Sob a vigência da Lei nº 8.666, a comissão de licitação não pratica qualquer ato concreto, além da classificação. A atividade jurídica da comissão de licitação se exaure com a classificação (e com a manifestação nos eventuais recursos interpostos). Não lhe compete emitir apreciação acerca da conveniência ou inconveniência da contratação ou sobre a satisfatoriedade das propostas.

Mas não encerra o procedimento licitatório senão com a deliberação da autoridade superior. Após concluída a via recursal, o resultado encontrado pela comissão de licitação deverá ser levado á “deliberação” da autoridade competente, para sua “homologação” e “adjudicação”.

A propósito, assim entendeu este Sodalício no julgamento da Consulta E-1.907/99:

SESSÃO DE 22 DE JULHO DE 1999

EXERCÍCIO DA ADVOCACIA – COMISSÃO DE JULGAMENTO DE LICITAÇÕES – INEXISTÊNCIA DE INCOMPATIBILIDADE E/OU IMPEDIMENTO PARA O EXERCÍCIO DA ADVOCACIA

Advogado, integrante ou não de sociedade civil de prestação de serviço de advocacia, e que participe como membro de Comissão de Julgamento de Licitações, ainda que a presidindo, não sofre nenhuma restrição estatutária ou ética em seu exercício profissional, quanto as incompatibilidades e impedimentos, desde que não verse o seu mister sobre atos da própria comissão da qual participou.

Proc. E-1.907/99 – v.u. em 22/07/99 do parecer e voto do Rel. Dr. CLODOALDO RIBEIRO MACHADO – Rev. Dr. JOÃO TEIXEIRA GRANDE – Presidente Dr. ROBISON BARONI.

Quanto ao exercício da função de pregoeiro, entendemos se equiparar, em termos de poder de decisão sobre interesse de terceiros, à de Presidente da Comissão de Licitações, diante do disposto no inciso IV do artigo 3º da Lei nº 10.520, de 17 de julho de 2002, que institui, no âmbito da União, Estados, Distrito Federal e Municípios, nos termos do art. 37, inciso XXI, da Constituição Federal, modalidade de licitação denominada pregão:

IV - a autoridade competente designará, dentre os servidores do órgão ou entidade promotora da licitação, o pregoeiro e respectiva equipe de apoio, cuja atribuição inclui, dentre outras, o recebimento das propostas e lances, a análise de sua aceitabilidade e sua classificação, bem como a habilitação e a adjudicação do objeto do certame ao licitante vencedor.

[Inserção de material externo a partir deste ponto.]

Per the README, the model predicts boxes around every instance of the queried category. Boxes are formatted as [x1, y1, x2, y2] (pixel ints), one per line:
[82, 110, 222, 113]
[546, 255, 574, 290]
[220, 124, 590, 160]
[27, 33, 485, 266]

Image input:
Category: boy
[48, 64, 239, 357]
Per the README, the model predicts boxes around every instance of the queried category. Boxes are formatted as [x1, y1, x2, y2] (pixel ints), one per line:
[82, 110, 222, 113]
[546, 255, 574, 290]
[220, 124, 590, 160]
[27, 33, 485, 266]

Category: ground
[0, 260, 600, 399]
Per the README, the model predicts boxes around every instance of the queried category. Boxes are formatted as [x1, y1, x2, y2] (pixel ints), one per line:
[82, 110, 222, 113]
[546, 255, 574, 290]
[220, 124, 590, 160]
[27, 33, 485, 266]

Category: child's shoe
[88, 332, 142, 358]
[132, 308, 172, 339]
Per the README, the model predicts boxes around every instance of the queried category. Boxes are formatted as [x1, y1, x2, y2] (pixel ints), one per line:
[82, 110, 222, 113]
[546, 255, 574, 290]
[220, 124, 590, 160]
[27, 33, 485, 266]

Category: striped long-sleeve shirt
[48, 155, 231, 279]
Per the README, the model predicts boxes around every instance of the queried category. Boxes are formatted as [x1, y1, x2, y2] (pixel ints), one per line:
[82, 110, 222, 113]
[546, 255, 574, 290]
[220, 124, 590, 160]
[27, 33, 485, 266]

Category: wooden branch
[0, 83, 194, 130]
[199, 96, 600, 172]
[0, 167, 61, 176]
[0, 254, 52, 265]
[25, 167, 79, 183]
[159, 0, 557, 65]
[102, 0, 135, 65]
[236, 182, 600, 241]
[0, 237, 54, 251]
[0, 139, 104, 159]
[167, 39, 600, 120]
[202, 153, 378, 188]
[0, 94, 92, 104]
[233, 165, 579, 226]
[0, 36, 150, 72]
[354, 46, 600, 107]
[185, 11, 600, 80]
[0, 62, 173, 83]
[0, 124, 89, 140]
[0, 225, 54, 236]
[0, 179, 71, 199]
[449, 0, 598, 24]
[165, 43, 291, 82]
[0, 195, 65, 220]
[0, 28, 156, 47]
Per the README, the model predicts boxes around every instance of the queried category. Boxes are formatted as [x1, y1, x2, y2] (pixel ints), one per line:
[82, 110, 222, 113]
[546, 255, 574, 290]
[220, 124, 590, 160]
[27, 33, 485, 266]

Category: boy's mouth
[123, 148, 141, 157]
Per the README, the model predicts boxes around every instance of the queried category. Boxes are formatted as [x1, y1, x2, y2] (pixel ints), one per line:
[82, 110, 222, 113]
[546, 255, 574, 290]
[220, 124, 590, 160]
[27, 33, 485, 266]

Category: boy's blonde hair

Na verdade, o pregoeiro, a par de exercer funções relevantes, não homologa a licitação, não decidindo, portanto, o certame, o que caberá à autoridade legalmente investida desse poder, como dispõe o artigo 4º, inciso VII, da referida lei federal:

Art. 4º A fase externa do pregão será iniciada com a convocação dos interessados e observará as seguintes regras:

.....................................

XXII - homologada a licitação pela autoridade competente, o adjudicatário será convocado para assinar o contrato no prazo definido em edital;

Isto posto, entendemos que o exercício do cargo de Agente de Licitação e Contratos e das funções de Presidente e Membro da Comissão de Licitações e de Pregoeiro não induzem, por si sós, incompatibilidade para o exercício da advocacia, mas hipótese de impedimento, no âmbito da respectiva Administração (art. 30, I do EAOAB) em especial, sob o aspecto ético, quanto aos atos e participantes da própria licitação da qual participou, a fim de preservar o sigilo profissional e evitar a captação ou angariação de causas e clientes.